Odeh, of the cheery California bakery mural, was not the only female Palestinian terrorist to get a media makeover as an activist. In 2017, National Geographic amended a photo caption which originally referred to Leila Khaled as “a Palestinian activist credited as the first woman to hijack an airplane.” CAMERA pointed out that hijackers are terrorists, not activists, and editors agreed, commendably deleting the erroneous label.

In addition to applying inaccurate, euphemistic labels and withholding incriminating information, media outlets have employed other means to whitewash terrorists, such as describing their actions in positive terms.
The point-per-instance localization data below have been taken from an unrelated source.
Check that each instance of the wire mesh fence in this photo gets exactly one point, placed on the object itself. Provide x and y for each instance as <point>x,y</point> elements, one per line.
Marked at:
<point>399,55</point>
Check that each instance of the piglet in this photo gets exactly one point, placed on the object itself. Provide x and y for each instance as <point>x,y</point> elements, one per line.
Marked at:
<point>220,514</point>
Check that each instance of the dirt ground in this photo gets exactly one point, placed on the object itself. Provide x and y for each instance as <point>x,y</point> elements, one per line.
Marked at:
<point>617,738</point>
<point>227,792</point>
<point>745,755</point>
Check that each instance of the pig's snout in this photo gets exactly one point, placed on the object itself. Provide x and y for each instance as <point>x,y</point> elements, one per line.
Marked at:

For instance, in December 2018, New York Times Jerusalem bureau chief described a drive-by shooting attack in which a Palestinian shot two Israeli soldiers dead as “bold.”

There is also the tendency to depict Palestinian terrorists as the victims as opposed to the perpetrators. Thus, regarding suicide bomber Hanadi Jaradat, John Yang of ABC’s “Nightline” asked in 2003: “Was she another victim? Was she a victim, as well as the other people who were in that restaurant?” Jaradat murdered 21 Israeli civilians in a Haifa restaurant.

When a period of frequent Palestinian stabbing attacks began in October 2015, scores of headlines across numerous mainstream media outlets reversed reality, casting the Palestinian attackers as the victims. An Associated Press headline originally misled: “2 Palestinians killed following stabbing attack in Jerusalem.” In response to CAMERA’s communication, editors amended it to: “Palestinian stabbers kill Israeli, assailants shot dead.”

“The headline should never have read that way and we changed it quickly,” said Kristine Coratti Kelly, The Washington Post’s vice president of communications, about the al-Baghdadi headline. The Post‘s willingness to correct is in line with many of the instances catalogued here.

While the correction is certainly welcome and necessary, the abysmally false depiction is wholly disheartening. Disheartening, though not exceptional, aside from al-Baghdadi’s notoriety as the world’s chief terrorist.